After Pulling Out of U.S. REIT Ramps Up Portfolio Realignment to Focus on Toronto, Calgary and Other Major Markets in Canada
October 2, 2017
RioCan is selling 100 smaller properties to focus on its properties and development projects  in Canada, including Brentwood Village in Calgary, which opened in 2016.
RioCan is selling 100 smaller properties to focus on its properties and development projects in Canada, including Brentwood Village in Calgary, which opened in 2016.
Toronto-based RioCan Real Estate Investment Trust announced plans to sell off about 100 retail properties located outside its core markets over the next two to three years and plans to recycle proceeds into new developments within the country’s six largest metros.

RioCan said it expects to see about US $1.2 billion in proceeds from the $1.6 billion in dispositions but did not identify the properties it plans to shed. In 2015, RioCan exited the U.S. via the sale of 49 retail properties in Texas and the northeastern U.S.

By the end of 2019, as the company sells off the properties in phases, it expects its holdings concentreated in major Canadian markets will make up well over 90% of total revenue, according to RioCan CEO Edward Sonshine.

"While the properties we intend to sell are solid, reliable income properties, their annual NOI growth lags the growth we’re able to achieve in our primary market portfolio," Sonshine said. "At the same time, the current phase of our development program will have sufficient completions over the next few years to more than make up for what we will be selling."

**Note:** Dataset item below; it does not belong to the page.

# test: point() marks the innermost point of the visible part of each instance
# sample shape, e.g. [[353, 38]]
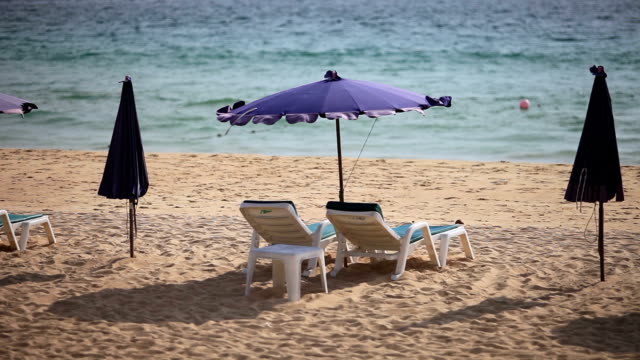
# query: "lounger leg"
[[311, 267], [13, 242], [49, 230], [323, 273], [292, 269], [466, 245], [340, 255], [444, 249], [431, 248], [251, 266], [278, 275], [24, 236]]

RioCan said it plans to continue investing about $300 million to $400 million annually into its development pipeline, which is already focused exclusively in Canada’s six major markets.

Through the realignment of the portfolio, the trust seeks to reach annual same-property net operating income (NOI) growth rate of 3% or more, resulting in annual funds from operations (FFO) per unit growth of 5% or more, before gains from securities, residential inventory and fee income.